I’d always suspected that there was something wrong. She’s always had the most enthusiastic school reports from teachers and parents’ evenings, and yet always underperformed in exams. I’ve always known she was bright and yet been quietly disappointed that her prodigious vocabulary, sustained hard work and enormous intellectual curiosity have never been reflected by more public tests of her intelligence. The non-verbal reasoning (NVR) – based entrance test, for example, to our local girls’ only superselective school, was too much for her and I simply could not understand why others who were patently not as widely read or clued up as her managed to get through it and enter the school when she did not. But she didn’t want to go to an all-girls school and her present school was much more stable so we didn’t pursue matters. Without going into huge detail, the Educational Psychologist who tested her last month found that it her dyslexia made it very difficult for her brain to take in tests like this, a proxy for intelligence in our part of the world. Her report also stated that it was very rare for someone with such a high level of verbal dexterity to perform so poorly in NVR.
I feel quite angry and resentful that no-one in a professional capacity, who sees hundreds of children every year, noticed that Eliza was struggling. In fact it was a chance conversation with a friend, to whom I’m deeply grateful, that set us on the path to discovering the problem once and for all. I suppose Eliza has always done better than OK at school and that perhaps her teachers ascribed her disappointing exam results to the amount of teaching time she missed while stuck for hours every day in the nurses’ station with dizzy spells. The more I think about it, the more I am sure that Eliza’s horrendously debilitating dizzy spells were down to the visual strain and the stress of trying to keep up when she was having such a struggle simply reading.
Why didn’t she tell us before? She’s highly independent and proud to be in control. She’d rather spend hours in her room puzzling over a problem than come downstairs and ask anyone for help. And in contrast with many parents i know, it’s always been my policy not to help or do my children’s homework for them. Eliza thought that everyone saw text on a page in this way and didn’t want to bother anyone, so she has struggled for all these years. It makes me feel so sad on her behalf and part of me feels that I have let her down.
So I’m determined to make it up to her. She’ll have her new glasses soon, which should be a tremendous help.
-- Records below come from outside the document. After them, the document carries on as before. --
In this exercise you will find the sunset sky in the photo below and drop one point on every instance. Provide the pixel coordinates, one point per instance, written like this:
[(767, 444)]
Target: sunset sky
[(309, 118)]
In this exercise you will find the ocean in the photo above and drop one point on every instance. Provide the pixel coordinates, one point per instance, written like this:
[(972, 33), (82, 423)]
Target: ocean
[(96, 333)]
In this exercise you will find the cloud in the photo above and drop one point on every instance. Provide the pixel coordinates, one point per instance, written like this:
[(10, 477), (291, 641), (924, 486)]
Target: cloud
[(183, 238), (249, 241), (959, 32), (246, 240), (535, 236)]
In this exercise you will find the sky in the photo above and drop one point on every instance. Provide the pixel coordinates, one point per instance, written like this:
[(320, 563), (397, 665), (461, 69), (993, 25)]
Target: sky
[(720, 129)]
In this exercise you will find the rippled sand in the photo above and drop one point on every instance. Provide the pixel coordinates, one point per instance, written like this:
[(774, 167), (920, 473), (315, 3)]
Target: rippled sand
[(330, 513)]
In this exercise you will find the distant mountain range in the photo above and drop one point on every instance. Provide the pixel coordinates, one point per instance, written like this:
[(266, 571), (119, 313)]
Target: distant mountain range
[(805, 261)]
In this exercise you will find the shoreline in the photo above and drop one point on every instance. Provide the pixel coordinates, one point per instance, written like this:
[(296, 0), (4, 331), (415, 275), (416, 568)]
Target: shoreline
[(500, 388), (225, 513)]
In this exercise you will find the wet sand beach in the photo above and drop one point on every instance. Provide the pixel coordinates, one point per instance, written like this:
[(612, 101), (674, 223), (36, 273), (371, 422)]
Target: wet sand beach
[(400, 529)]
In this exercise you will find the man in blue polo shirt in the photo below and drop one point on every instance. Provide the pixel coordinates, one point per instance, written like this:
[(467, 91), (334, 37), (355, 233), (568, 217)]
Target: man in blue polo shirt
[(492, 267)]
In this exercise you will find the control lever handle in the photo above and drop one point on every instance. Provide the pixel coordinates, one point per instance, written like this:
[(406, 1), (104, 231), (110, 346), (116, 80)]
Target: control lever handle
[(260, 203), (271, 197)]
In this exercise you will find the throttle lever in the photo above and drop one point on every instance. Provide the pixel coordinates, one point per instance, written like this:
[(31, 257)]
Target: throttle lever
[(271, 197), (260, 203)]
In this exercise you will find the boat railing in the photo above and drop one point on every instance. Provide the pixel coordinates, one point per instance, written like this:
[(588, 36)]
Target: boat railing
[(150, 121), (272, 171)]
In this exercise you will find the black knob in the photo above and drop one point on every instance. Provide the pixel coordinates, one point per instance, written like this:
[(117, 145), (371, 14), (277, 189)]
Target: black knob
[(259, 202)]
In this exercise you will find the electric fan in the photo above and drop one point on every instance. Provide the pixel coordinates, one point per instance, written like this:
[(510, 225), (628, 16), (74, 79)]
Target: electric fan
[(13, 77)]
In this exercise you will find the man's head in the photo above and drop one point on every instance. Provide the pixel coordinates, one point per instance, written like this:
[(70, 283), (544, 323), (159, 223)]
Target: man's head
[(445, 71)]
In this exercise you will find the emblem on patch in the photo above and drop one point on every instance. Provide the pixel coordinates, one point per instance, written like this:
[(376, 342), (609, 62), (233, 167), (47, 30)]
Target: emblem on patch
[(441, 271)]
If I had not witnessed her reading performance during her optometrist appointment enhanced by about 30% and much more fluent using the coloured overlays, I would not have believed the difference the glasses could make. We’ll get her on a touch typing course and we’ll fight to facilitate her access to help that will finally put her on an equal footing with all of her classmates. I can’t help wondering how well she would have done if any of us had realised her problems ten years ago but now we can measure her problems, we can at least do something about them and that, at least, is a huge relief.